I used to be a cheese addict but I’m really much feta now
Bonnie now has a new addiction – and luckily it’s a healthy one.
She has substituted cheese with every meal for fruit.
“Five-a-day? More like 15-a-day sometimes. I snack on fruit all the time. I actually have to cut down on my fruit intake some weeks.”
The 53-year-old now has banana on toast for breakfast, soup for lunch with some fruit – and for dinner she has soup with chicken and veg or a baked potato.
In the evenings Bonnie snacks on natural yoghurt and strawberries.
The former cheese-aholic has not been tempted to relapse since going cold turkey.
It is actually chocolate she misses the most – although she does allow herself a cracker and cheese as a treat every few weeks.
She said: “I don’t miss it because I feel like a totally different person since changing my diet.
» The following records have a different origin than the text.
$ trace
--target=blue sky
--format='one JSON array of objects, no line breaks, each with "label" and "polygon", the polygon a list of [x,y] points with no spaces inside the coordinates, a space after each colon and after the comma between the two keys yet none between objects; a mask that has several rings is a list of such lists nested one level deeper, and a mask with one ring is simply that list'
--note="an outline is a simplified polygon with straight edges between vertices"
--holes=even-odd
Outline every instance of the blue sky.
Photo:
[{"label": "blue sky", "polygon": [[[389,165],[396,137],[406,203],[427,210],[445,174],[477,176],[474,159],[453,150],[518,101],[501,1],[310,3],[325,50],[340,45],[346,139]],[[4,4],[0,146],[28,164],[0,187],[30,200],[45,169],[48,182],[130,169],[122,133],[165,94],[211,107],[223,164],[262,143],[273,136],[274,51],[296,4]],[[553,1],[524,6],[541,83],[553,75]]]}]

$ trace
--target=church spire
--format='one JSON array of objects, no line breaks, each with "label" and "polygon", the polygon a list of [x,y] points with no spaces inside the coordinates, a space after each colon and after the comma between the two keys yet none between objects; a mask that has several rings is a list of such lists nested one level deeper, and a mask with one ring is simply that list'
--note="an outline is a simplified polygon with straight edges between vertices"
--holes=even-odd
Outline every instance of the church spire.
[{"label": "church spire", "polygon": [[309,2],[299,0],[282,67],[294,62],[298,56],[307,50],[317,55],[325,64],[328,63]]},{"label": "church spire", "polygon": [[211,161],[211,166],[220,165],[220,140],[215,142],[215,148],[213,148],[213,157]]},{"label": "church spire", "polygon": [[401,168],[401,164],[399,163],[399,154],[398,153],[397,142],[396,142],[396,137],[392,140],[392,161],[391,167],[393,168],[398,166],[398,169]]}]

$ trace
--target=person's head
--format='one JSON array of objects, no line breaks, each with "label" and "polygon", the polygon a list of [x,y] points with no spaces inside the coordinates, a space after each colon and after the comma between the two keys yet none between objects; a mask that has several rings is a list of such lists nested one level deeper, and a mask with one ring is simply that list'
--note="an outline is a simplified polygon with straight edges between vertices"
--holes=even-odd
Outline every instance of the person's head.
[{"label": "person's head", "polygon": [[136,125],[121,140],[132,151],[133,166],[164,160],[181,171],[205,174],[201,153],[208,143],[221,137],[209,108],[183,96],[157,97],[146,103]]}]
I don’t feel as slow and sluggish as I did.
“I’ve got more energy, I want to get up and do things and I’m so delighted about it, people have to double-take when I say hello or wave at them.”
In 2015, a study published in the Public Library of Science One journal found that cheese contained a chemical found in addictive drugs.
The authors reported that the protein casein was the cause of “cheesey” cravings.
But Dr Charlotte Hardman, lecturer in psychological and food studies at Liverpool University, dismissed the 2015 study.
She said: “People develop unhealthy behaviours towards certain foods, but in terms of an actual substance addiction, I’m not so sure.”